Textildruck mit Schnüren – so geht’s

Schnüre, Seile und Kordeln eignen sich bestens für schöne Druckmotive auf Textilien. Wie der Textildruck mit Schnüren funktioniert?

Hier ist die Anleitung!

Schlichte Kleidungsstücke, langweilige Textilien und einfarbige Stoffe lassen sich mittels Textildruck kinderleicht in dekorative Unikate verwandeln.
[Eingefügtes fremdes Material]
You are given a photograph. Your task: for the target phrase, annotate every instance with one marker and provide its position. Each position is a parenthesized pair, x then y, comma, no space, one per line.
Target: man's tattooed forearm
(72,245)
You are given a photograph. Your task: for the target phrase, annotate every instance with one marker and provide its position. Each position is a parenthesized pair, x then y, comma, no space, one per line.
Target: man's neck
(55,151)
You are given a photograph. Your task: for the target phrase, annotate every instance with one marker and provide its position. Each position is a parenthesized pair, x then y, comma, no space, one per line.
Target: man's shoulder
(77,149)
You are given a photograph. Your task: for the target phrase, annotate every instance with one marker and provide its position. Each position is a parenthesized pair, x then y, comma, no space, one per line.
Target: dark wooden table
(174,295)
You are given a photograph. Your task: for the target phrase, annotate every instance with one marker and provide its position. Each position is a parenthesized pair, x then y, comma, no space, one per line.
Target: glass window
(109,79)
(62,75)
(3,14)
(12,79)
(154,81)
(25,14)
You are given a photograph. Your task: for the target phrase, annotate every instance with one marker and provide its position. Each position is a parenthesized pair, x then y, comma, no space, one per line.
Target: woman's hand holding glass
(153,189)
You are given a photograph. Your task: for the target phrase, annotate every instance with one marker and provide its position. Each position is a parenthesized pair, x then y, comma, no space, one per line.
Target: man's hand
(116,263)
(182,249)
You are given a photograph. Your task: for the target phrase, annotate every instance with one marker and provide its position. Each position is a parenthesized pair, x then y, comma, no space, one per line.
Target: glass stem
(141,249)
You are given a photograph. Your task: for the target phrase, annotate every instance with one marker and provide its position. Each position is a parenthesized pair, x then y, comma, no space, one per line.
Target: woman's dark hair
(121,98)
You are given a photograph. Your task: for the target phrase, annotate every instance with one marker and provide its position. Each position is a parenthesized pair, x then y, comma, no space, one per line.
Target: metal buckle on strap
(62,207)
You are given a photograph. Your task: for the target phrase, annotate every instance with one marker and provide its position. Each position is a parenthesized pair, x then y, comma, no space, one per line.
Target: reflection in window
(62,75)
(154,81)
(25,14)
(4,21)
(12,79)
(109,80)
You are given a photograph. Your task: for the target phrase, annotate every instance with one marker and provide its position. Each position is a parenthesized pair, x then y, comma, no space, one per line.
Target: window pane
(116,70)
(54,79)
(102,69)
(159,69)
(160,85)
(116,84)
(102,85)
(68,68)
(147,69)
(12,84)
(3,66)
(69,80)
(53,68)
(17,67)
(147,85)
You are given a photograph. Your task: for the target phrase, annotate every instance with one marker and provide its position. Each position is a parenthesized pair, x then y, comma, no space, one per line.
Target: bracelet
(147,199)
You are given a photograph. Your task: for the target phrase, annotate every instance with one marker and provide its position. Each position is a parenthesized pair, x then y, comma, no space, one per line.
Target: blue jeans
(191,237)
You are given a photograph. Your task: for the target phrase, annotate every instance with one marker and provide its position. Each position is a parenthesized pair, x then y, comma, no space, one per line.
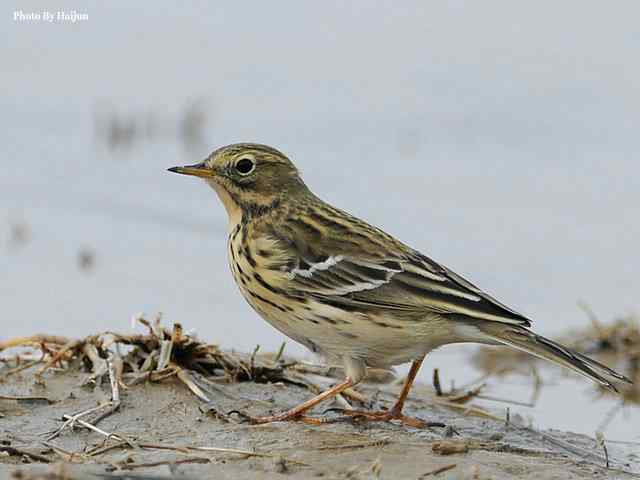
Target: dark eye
(245,166)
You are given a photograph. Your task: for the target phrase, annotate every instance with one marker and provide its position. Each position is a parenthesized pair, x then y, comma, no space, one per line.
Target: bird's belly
(379,340)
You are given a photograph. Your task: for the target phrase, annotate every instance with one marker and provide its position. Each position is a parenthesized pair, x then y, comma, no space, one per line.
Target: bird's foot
(385,416)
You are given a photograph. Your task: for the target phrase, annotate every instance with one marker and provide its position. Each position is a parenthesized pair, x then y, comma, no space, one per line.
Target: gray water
(498,137)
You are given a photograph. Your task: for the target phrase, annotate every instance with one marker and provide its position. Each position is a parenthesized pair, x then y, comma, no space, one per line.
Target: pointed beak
(197,170)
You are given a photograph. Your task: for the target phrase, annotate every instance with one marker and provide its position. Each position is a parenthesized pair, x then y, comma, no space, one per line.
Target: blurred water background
(499,137)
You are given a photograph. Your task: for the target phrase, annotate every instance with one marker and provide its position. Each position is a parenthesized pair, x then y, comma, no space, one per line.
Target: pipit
(349,291)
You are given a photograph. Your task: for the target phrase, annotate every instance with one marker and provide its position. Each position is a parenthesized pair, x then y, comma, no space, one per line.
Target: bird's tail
(527,341)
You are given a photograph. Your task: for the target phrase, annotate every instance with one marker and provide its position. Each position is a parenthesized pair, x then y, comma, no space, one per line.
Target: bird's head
(249,178)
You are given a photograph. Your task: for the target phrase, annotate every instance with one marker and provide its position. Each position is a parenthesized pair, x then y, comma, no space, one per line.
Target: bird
(349,291)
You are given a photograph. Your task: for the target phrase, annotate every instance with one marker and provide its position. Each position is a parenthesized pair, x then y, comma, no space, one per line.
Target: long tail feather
(527,341)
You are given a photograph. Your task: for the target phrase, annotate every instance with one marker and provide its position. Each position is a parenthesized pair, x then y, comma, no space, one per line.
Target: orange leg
(395,412)
(297,413)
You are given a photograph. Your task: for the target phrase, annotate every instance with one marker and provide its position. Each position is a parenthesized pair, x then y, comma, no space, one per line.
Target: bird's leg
(297,413)
(395,412)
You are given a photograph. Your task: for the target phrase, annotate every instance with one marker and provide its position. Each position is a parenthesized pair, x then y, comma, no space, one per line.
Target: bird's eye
(245,166)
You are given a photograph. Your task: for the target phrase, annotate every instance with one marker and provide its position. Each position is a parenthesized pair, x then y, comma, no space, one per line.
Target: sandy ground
(167,414)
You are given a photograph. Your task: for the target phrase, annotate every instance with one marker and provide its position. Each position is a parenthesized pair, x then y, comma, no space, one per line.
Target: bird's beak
(198,170)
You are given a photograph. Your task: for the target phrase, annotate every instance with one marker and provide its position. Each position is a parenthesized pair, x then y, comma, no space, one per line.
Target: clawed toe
(387,416)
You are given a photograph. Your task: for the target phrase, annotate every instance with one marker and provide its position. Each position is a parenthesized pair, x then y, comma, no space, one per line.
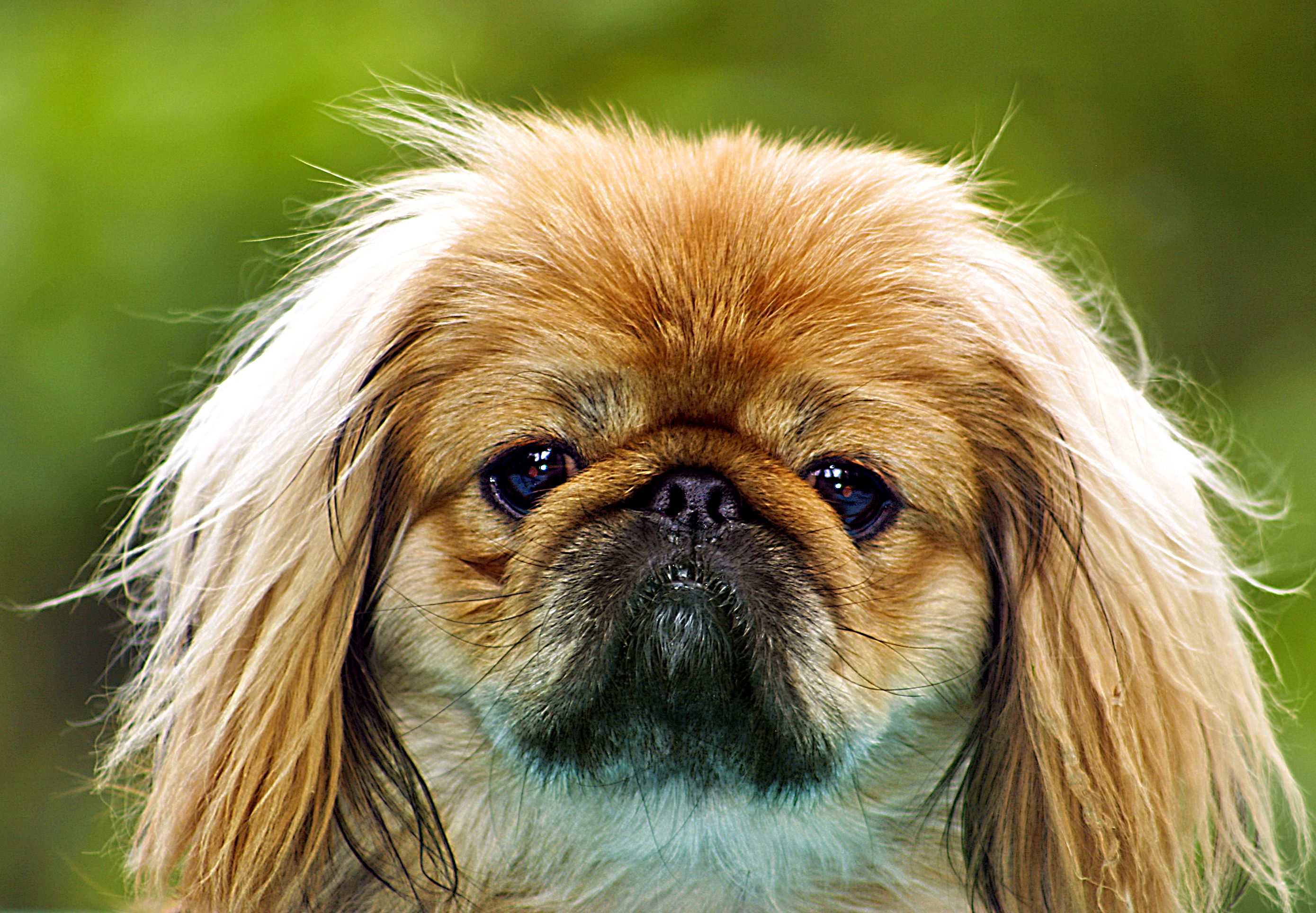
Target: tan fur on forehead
(1044,657)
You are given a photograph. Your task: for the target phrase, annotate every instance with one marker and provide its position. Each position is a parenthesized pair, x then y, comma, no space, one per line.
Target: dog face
(711,503)
(757,494)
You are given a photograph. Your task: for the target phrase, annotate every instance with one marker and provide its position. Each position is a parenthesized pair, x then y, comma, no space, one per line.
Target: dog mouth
(691,658)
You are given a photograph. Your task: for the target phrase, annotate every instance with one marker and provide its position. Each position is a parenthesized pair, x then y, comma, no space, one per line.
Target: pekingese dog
(611,521)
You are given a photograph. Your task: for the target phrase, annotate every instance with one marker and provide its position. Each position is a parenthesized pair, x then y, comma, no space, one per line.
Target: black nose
(693,499)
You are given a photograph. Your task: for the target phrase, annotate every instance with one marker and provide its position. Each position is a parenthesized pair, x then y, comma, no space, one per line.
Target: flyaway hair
(1122,758)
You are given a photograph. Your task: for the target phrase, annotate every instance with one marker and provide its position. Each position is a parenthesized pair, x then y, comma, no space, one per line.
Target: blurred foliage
(145,143)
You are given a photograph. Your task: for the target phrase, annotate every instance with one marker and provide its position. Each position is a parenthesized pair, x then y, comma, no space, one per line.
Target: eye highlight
(859,495)
(516,479)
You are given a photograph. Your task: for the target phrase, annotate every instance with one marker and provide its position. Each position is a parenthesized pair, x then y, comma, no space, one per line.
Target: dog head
(599,470)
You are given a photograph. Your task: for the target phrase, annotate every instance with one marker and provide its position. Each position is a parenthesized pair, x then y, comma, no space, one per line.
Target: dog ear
(254,720)
(1122,758)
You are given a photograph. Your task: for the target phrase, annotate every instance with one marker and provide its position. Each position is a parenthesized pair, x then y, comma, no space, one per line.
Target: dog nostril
(695,499)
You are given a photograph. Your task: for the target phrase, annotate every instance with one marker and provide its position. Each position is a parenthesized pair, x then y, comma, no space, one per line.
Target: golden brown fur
(1041,669)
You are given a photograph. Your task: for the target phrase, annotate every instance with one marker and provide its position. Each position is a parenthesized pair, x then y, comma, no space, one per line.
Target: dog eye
(518,479)
(864,501)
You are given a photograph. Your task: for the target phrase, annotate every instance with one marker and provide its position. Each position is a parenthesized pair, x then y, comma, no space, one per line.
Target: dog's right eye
(516,479)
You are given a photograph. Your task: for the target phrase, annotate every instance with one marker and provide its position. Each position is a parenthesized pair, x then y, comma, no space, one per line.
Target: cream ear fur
(233,726)
(1124,760)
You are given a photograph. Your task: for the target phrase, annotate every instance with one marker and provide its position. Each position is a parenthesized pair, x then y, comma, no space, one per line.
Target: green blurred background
(144,144)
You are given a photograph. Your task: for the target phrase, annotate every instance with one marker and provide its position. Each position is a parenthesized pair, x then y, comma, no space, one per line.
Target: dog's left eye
(860,496)
(518,479)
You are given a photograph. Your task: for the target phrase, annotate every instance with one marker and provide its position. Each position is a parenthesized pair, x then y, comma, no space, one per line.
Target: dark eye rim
(884,516)
(490,489)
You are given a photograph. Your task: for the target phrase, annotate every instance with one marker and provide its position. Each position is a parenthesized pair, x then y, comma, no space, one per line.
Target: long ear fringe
(1123,758)
(251,561)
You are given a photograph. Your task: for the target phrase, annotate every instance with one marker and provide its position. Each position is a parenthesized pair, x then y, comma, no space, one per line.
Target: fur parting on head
(1063,711)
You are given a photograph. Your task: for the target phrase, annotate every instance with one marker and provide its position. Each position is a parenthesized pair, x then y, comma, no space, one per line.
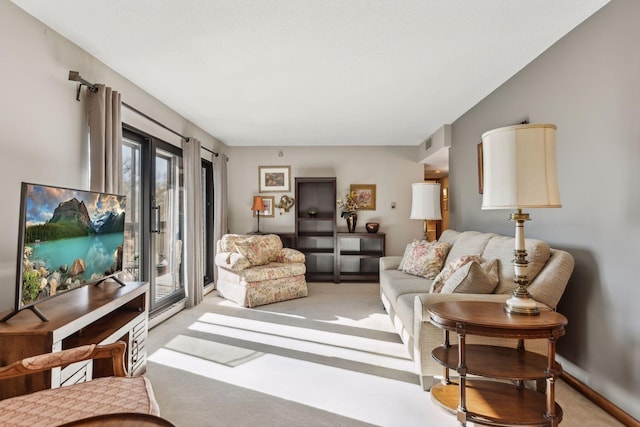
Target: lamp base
(521,303)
Besonderes Talent oder spezielle Kenntnisse sind dafür nicht notwendig.

Vielmehr reichen ein paar Ideen und die richtigen Hilfsmittel völlig aus. Was die Hilfsmittel und Werkzeuge beim Textildruck angeht, gibt es unzählige Möglichkeiten. Eigentlich kann so ziemlich jeder Gegenstand zum Stempel umfunktioniert oder verwendet werden, um hübsche Muster zu gestalten.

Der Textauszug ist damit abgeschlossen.